Of Darya Lang and J’merlia there was no sign. Tally hoped they were all right. So far as he could tell, the treatment he had received was not intended to kill or maim — at once. But there was plenty of time for that.

And he could think of a variety of unpleasant ways that it might happen.

One of them was right in front of him. At first sight the space between Tally and the raised center of the room was a lumpy floor, an uneven carpet of pale apricot. But it was moving. The inside of the chamber was a sea of tiny heads, snapping with sharp beaks at anything in sight. Miniature tentacles writhed, tangling each with its neighbor.

They were in an underwater Zardalu breeding ground. A rapid scan counted more than ten thousand young — up from a total of fourteen just a few months earlier. Zardalu bred fast.

He was recording full details of the scene for possible future use by others when the Zardalu lifted him and Dulcimer and carried them effortlessly forward, on through the sea of waving orange tentacles. The little Zardalu made no attempt to get out of the way. They stood their ground and snapped aggressively at the base of the adult Zardalu as it passed. In return, the infants were swatted casually out of the way by leg-thick tentacles, with a force that sent them flying for many meters.

Tally and Dulcimer were dropped before a hulking Zardalu squatted on the waist-high parapet of the inner ring of the bowl. This alien was a real brute, far bigger than the one that had been carrying them. Tally could see a multicolored sheath of webbing around its thick midriff, marked with a pattern of red curlicues.

It looked familiar. He took a closer look at the Zardalu itself. Surprise! He recognized the creature.

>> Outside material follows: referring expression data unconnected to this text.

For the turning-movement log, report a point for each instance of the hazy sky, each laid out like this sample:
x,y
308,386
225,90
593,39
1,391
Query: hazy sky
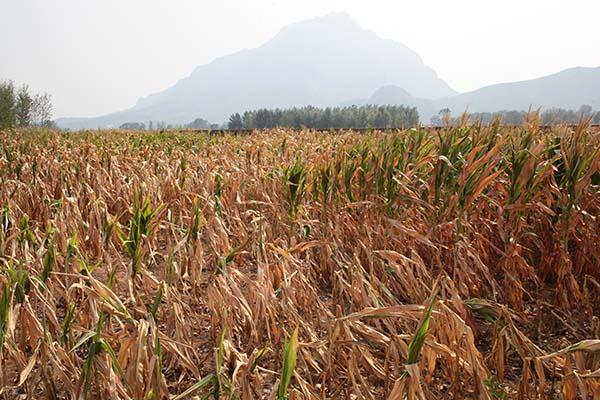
x,y
99,56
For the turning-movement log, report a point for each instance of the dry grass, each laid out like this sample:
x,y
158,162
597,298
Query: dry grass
x,y
419,264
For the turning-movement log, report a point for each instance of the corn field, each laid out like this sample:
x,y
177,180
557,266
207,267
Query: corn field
x,y
461,263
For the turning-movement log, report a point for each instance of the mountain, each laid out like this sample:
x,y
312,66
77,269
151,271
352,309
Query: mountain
x,y
567,89
320,62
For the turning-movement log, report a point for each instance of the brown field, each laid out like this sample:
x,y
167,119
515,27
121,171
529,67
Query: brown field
x,y
419,264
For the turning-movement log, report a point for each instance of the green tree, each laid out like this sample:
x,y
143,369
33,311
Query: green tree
x,y
23,107
7,105
235,121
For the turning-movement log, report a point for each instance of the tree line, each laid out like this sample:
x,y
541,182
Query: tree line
x,y
550,116
388,116
20,108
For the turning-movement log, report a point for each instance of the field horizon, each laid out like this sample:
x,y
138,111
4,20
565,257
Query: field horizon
x,y
459,262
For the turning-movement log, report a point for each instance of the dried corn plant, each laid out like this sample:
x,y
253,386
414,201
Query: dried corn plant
x,y
415,264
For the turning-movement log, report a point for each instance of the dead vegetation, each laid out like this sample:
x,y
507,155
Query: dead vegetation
x,y
459,263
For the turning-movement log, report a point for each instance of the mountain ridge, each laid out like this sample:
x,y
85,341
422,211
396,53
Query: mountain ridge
x,y
321,62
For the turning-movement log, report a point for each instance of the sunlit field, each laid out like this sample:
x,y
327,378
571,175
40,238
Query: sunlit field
x,y
454,263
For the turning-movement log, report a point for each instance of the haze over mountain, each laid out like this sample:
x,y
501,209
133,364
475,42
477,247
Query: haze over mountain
x,y
567,89
331,61
320,62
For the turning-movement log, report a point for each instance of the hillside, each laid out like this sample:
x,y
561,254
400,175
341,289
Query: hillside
x,y
320,62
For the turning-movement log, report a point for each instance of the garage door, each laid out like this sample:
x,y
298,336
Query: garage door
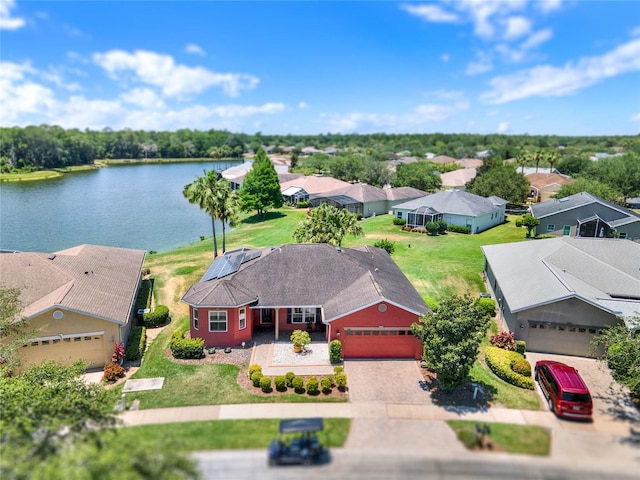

To most people, those massive midnight-blue torsos, bulging heads, and cruel beaks might have made all Zardalu identical, but Tally’s storage and recall functions were of inhuman accuracy and precision.

And now, at last, that “wasted” effort of language learning back on Miranda could pay off.

“May I speak?” Tally employed the pattern of clicks and whistles that he had learned from Kallik. “This may sound odd, but I know you.”

The Zardalu behind Tally at once smacked him flat to the slimy floor and muttered a warning growl, while the big one in front writhed and wriggled like a tangle of pythons.

“You speak.” The king-size Zardalu leaned forward, producing the whistling utterances with the slitted mouth below its vicious beak. “You speak in the old tongue of total submission. But that tongue is to be spoken by slaves only when commanded. The penalty for other use by slaves is death.”

“I am not a slave. I speak when I choose.”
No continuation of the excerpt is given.